Du bloc soviétique à la France, parcours d’un francophile
Quand s’effondre le bloc soviétique en 1989, le jeune francophile se porte candidat pour « logiquement » intégrer un lycée en France, à Dijon. Il est tout aussi logiquement admis, et part pour la France à l’âge de 16 ans. « J’ai voulu réaliser ce que la génération de mes parents n’avait pu faire, en poursuivant mes études librement, en Europe de l’Ouest », se rappelle-t-il, le regard pétillant.
Après son lycée, il enchaîne avec une classe préparatoire à Dijon puis il rejoint Sciences Po à Paris. Diplômé en 1999, il retourne dans sa République Tchèque natale où il travaille cinq ans comme conseiller politique et attaché parlementaire auprès d’un sénateur, ancien ministre des Affaires étrangères. Mais, en 2001, la création d’un campus délocalisé de Sciences Po dédié à l’Europe centrale et orientale attire son attention…
En 2004, Lukáš Macek rencontre Richard Descoings, le directeur de Sciences Po de l’époque, pour un entretien d’embauche au cours duquel son profil « fait mouche ». Il devient alors le nouveau directeur du campus de Dijon. « Je suis retourné à Sciences Po… et à Dijon », se souvient-il, amusé. Lorsqu’il retrouve la ville de son adolescence, le campus frémit encore du dernier élargissement de l’Union Européenne, qui voit dix nouveaux pays la rejoindre. « C’était quelques mois avant mon arrivée, et pourtant, j’ai senti que le 1er mai 2004 avait été vécu comme un moment mythique qui a façonné l’identité du campus. »

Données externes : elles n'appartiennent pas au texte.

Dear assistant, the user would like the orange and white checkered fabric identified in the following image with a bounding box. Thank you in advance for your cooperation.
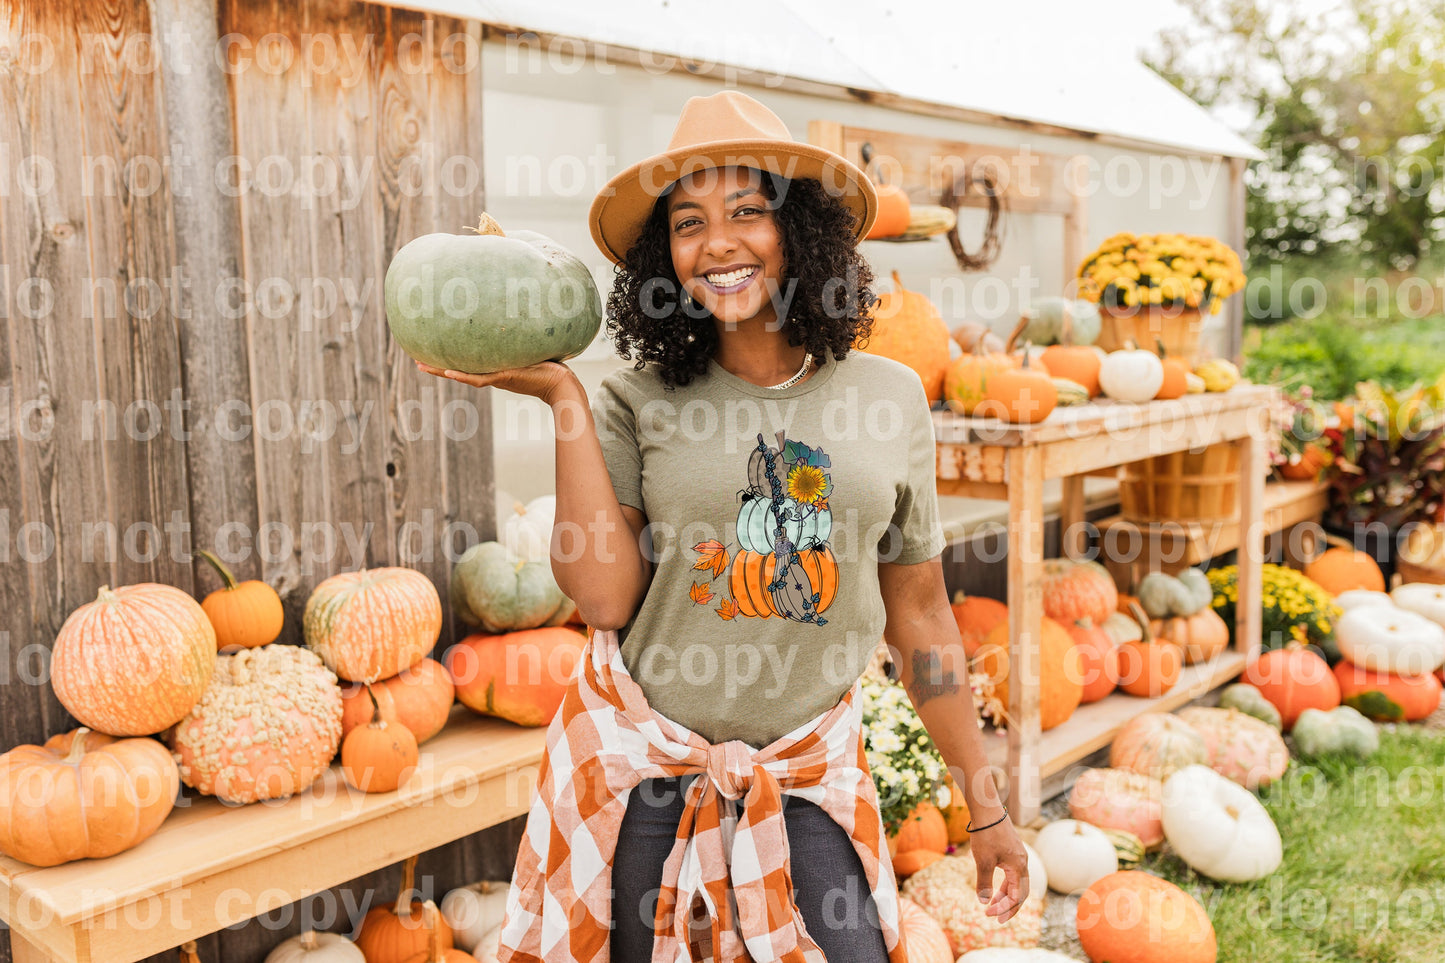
[496,627,909,963]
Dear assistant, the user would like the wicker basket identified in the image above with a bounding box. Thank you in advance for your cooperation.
[1119,443,1240,524]
[1097,304,1205,364]
[1395,556,1445,586]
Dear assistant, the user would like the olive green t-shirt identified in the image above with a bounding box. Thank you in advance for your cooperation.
[590,350,947,748]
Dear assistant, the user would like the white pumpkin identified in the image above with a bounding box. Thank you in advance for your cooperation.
[958,950,1082,963]
[474,924,502,963]
[1391,582,1445,628]
[1098,344,1163,402]
[501,495,556,564]
[1031,820,1118,895]
[265,931,365,963]
[440,880,511,952]
[1336,604,1445,675]
[1161,764,1282,882]
[1334,589,1395,612]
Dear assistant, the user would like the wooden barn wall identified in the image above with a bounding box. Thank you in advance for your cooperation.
[0,0,514,960]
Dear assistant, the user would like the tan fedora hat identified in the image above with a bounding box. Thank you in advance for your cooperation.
[588,90,878,265]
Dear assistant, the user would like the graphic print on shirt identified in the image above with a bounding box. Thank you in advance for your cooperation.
[688,430,839,624]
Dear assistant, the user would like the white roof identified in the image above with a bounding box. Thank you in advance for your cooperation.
[396,0,1264,160]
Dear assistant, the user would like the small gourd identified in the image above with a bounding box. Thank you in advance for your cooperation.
[1185,371,1206,394]
[1098,341,1164,402]
[198,550,285,650]
[341,685,419,793]
[1033,819,1118,895]
[1193,357,1240,392]
[1114,601,1182,698]
[1218,682,1283,730]
[1291,705,1379,758]
[1051,378,1090,407]
[1153,338,1190,400]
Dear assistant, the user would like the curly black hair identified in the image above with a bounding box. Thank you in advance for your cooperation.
[603,171,880,390]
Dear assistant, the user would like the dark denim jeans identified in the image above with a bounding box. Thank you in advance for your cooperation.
[610,775,890,961]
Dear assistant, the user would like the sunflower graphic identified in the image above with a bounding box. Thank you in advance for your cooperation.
[787,464,830,505]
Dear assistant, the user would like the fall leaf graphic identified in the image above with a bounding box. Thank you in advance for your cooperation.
[689,581,714,605]
[716,598,739,620]
[692,539,730,579]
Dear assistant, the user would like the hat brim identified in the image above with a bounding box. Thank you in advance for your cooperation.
[588,140,878,266]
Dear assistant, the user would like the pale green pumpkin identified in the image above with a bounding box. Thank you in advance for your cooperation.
[1291,705,1378,759]
[735,496,831,554]
[384,214,602,374]
[449,542,574,633]
[1019,297,1102,346]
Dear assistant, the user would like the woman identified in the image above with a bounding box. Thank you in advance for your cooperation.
[421,90,1029,962]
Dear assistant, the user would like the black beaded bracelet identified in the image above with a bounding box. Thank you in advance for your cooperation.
[965,808,1010,833]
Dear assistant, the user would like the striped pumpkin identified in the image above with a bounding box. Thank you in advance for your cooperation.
[304,568,442,683]
[51,584,217,736]
[1109,713,1208,781]
[729,548,839,619]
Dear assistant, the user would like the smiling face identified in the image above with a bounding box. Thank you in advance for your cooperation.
[666,166,787,330]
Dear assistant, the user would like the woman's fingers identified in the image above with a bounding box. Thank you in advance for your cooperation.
[985,859,1026,922]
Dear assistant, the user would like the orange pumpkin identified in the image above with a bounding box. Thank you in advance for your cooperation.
[1150,608,1230,665]
[1066,618,1119,703]
[1280,442,1331,480]
[1077,872,1217,963]
[447,627,583,727]
[1332,659,1442,722]
[342,658,455,744]
[1153,338,1190,400]
[341,686,420,794]
[950,591,1008,658]
[893,849,945,878]
[1115,602,1182,698]
[897,897,954,963]
[197,550,284,650]
[1242,644,1341,731]
[943,338,1019,415]
[729,547,839,619]
[977,616,1085,730]
[1040,309,1102,395]
[939,771,972,844]
[304,568,443,683]
[866,184,911,239]
[890,800,948,854]
[1304,536,1386,595]
[978,344,1058,424]
[356,857,455,962]
[400,902,473,963]
[1043,558,1120,627]
[0,728,180,867]
[51,583,217,737]
[858,270,952,401]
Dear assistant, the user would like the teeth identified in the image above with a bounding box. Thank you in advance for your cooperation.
[705,267,755,287]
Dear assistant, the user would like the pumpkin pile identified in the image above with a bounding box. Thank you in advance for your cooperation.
[900,844,1049,956]
[1136,568,1229,665]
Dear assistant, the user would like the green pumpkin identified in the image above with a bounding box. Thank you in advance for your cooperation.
[1020,297,1102,346]
[1175,568,1214,614]
[1099,828,1145,870]
[735,495,831,554]
[449,541,573,633]
[1291,706,1378,760]
[384,214,602,374]
[1218,683,1283,730]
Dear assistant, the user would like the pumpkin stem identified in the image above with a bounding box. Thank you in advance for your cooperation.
[178,941,200,963]
[1155,336,1169,360]
[422,900,443,963]
[395,855,418,920]
[1005,315,1029,353]
[890,269,904,291]
[513,500,527,516]
[466,212,505,237]
[97,585,116,603]
[196,550,240,591]
[1127,600,1154,644]
[301,931,319,949]
[366,684,386,729]
[64,728,93,763]
[951,589,968,604]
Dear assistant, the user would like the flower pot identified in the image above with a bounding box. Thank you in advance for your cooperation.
[1098,303,1205,364]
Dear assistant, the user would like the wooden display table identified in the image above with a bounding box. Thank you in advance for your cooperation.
[934,385,1277,823]
[0,709,545,963]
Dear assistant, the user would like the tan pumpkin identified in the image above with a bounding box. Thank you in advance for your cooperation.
[1109,712,1208,781]
[1150,607,1230,664]
[447,627,584,727]
[51,583,217,736]
[1304,536,1386,594]
[950,591,1008,658]
[0,728,179,867]
[342,658,455,744]
[977,617,1084,731]
[1115,602,1182,698]
[342,686,420,794]
[170,645,343,805]
[943,338,1019,415]
[858,270,952,401]
[950,320,1006,356]
[1042,559,1119,627]
[305,568,443,683]
[897,897,953,963]
[979,343,1058,424]
[197,550,285,651]
[356,857,455,962]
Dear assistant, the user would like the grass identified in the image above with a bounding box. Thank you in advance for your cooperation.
[1139,726,1445,963]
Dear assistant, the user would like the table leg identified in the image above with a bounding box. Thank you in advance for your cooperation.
[1060,474,1086,560]
[9,931,60,963]
[1237,431,1266,660]
[1006,446,1044,825]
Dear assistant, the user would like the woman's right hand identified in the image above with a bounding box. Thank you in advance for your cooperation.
[416,359,577,407]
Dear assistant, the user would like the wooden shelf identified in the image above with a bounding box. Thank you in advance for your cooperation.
[984,650,1249,779]
[1095,477,1329,571]
[0,708,545,963]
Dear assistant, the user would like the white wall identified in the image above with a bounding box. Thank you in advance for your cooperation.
[477,46,1238,524]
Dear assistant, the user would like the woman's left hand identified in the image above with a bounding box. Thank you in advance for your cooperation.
[968,818,1030,923]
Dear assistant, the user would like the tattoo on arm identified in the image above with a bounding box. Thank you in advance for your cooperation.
[908,649,961,706]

Un Sciences Po très europhile à Dijon
Le nouveau directeur poursuit le développement du campus bourguignon et diversifie encore l'origine géographique des étudiants. Alors que les premières années voyaient essentiellement entrer des Français, des Russes, des Polonais, des Tchèques ou des Hongrois, le campus dijonnais accueille à présent une trentaine de nationalités, d’Europe occidentale comme orientale, mais aussi quelques Américains ou Chinois, sans oublier les quelque 40 % de Français.
Faire dialoguer les Europes, c’est ce que cherche avant tout à faire l’infatigable directeur, réputé pour ses emails nocturnes, voire très matinaux. La maquette pédagogique s’enrichit de nombreux cours, que viennent parfois donner d’anciens élèves du campus. « Notre objectif est que les étudiants aient une bonne maîtrise des institutions européennes et une meilleure connaissance de l’Europe Centrale, une région qui véhicule encore pas mal de démons et de fantasmes. »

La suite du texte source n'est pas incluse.